Look at what's happening at Syracuse. When Dino Babers was hired in '16, the hope was that a dynamic offensive mind could drag a nationally irrelevant program into the 21st century. While Babers has been easy to root for, optimistic and conversational, the results aren't there. In six seasons he's had one winning campaign. Aside from a magical '18 season where the Orange finished 15th in the polls, SU's best record has been 2-6 in the ACC.
But even though the success hasn't come, the Dome has swaths of empty seats, and recruiting is annually ranked near the bottom of the ACC, AD John Wildhack says Babers is not on the hot seat. Conjuring up your best Brian Windhorst, “Now why is that?" The answer is cash, and the lack thereof at SU. It doesn't take much digging to see examples of how Syracuse athletics needs to constantly worry about its bank account. “Jim Boeheim makes a plea to Syracuse fans to step up their NIL donation game” is a headline that blared at the Post-Standard’s website last week.
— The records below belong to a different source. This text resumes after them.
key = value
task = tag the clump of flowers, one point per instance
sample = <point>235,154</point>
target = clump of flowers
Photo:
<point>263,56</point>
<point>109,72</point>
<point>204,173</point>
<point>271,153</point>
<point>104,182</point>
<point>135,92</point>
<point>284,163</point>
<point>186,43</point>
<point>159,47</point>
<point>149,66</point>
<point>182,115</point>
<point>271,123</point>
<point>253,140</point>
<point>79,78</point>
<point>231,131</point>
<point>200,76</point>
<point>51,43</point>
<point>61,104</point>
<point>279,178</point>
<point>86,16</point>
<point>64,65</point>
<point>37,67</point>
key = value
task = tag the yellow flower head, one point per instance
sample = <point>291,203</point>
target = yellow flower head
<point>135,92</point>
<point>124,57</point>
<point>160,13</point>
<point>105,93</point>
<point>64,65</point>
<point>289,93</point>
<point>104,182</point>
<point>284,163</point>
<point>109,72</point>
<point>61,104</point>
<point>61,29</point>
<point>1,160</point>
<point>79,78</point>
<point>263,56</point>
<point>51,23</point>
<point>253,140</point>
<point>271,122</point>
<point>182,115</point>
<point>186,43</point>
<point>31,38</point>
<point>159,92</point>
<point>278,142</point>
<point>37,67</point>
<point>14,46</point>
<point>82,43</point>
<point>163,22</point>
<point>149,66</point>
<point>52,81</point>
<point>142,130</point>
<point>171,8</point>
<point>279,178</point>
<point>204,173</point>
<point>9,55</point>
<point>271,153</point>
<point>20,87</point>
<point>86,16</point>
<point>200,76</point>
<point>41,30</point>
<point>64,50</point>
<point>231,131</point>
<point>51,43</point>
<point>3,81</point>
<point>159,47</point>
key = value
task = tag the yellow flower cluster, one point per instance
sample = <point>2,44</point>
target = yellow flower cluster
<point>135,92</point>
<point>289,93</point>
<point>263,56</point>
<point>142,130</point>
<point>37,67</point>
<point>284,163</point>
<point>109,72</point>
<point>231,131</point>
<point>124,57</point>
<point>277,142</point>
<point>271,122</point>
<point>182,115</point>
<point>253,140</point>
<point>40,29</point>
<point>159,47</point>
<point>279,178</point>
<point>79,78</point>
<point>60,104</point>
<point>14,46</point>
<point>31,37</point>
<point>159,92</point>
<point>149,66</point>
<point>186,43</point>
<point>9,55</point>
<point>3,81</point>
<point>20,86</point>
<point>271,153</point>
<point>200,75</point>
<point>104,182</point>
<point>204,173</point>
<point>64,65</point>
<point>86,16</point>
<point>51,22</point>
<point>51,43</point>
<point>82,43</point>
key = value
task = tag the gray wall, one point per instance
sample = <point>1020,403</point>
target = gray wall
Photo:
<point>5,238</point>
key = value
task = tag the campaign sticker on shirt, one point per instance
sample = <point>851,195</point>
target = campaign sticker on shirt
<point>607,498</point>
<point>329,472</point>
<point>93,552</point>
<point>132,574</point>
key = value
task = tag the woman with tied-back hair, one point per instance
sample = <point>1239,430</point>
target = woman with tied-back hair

The school finally broke the infamous naming rights deal on the Carrier Dome which was a bankrupt albatross for decades. Players and their families say SU has one of the worst nutritional departments in the Power 5. There ares needs everywhere.
As ESPN’s Pete Thamel reports, a Babers buyout after this season would cost SU $10M. This is not an athletic department that has ten-large to throw away. Babers made $3.9M in ’20, which means coughing up $10M to take a hike is more than 2.5x his annual salary. That's on top of paying the next head coach as well. Syracuse frankly doesn’t have $14M ($10M Babers buyout + $4M new salary) to spend on the ’23 Syracuse football head coach, and therein lies the awful predicament.
The ACC television deal is a good one for SU, considering it's not adding much value from a football standpoint. Certainly having Syracuse in basketball is a huge draw for the conference, but the bulk of a TV deal is done with the profitability of football in mind. So SU's cut of $36M annually is extremely helpful from the league. But you can't allocate half of your annual television income to your football coaches.
But in other places a $10 million payment is a bargain. The SEC's payouts per school rose to $55 million annually last season, and look at some of their buyout numbers. Florida paid Dan Mullen $12 million to pack his bags. LSU will pay Ed Oregon $16.8 million to step aside so Brian Kelly can take over. Gus Malzahn got an insane $21.45 million buyout at Auburn. If Babers was 68-35 with a trip to a national championship game like Malzahn was, he'd have half the menu named after him at Dinosaur BBQ. But instead, Syracuse can't afford to kick Babers to the curb. Most coaches' buyouts also come from the pockets of angry boosters and frustrated fans who will pay for a better team. And as disheartening as another 3-9 campaign might be this year, there's not a lot of local appetite to personally give away millions of dollars in the hopes SU can beat NC State and Louisville to get to a Belk Bowl.
In the world of college football, more conference money helps you accomplish a lot of goals. Stadium improvements. Player luxuries. Practice facilities. Larger staffing. And firing coaches you don't want anymore. Because even if some schools want to, they may not have the cash to do anything about it.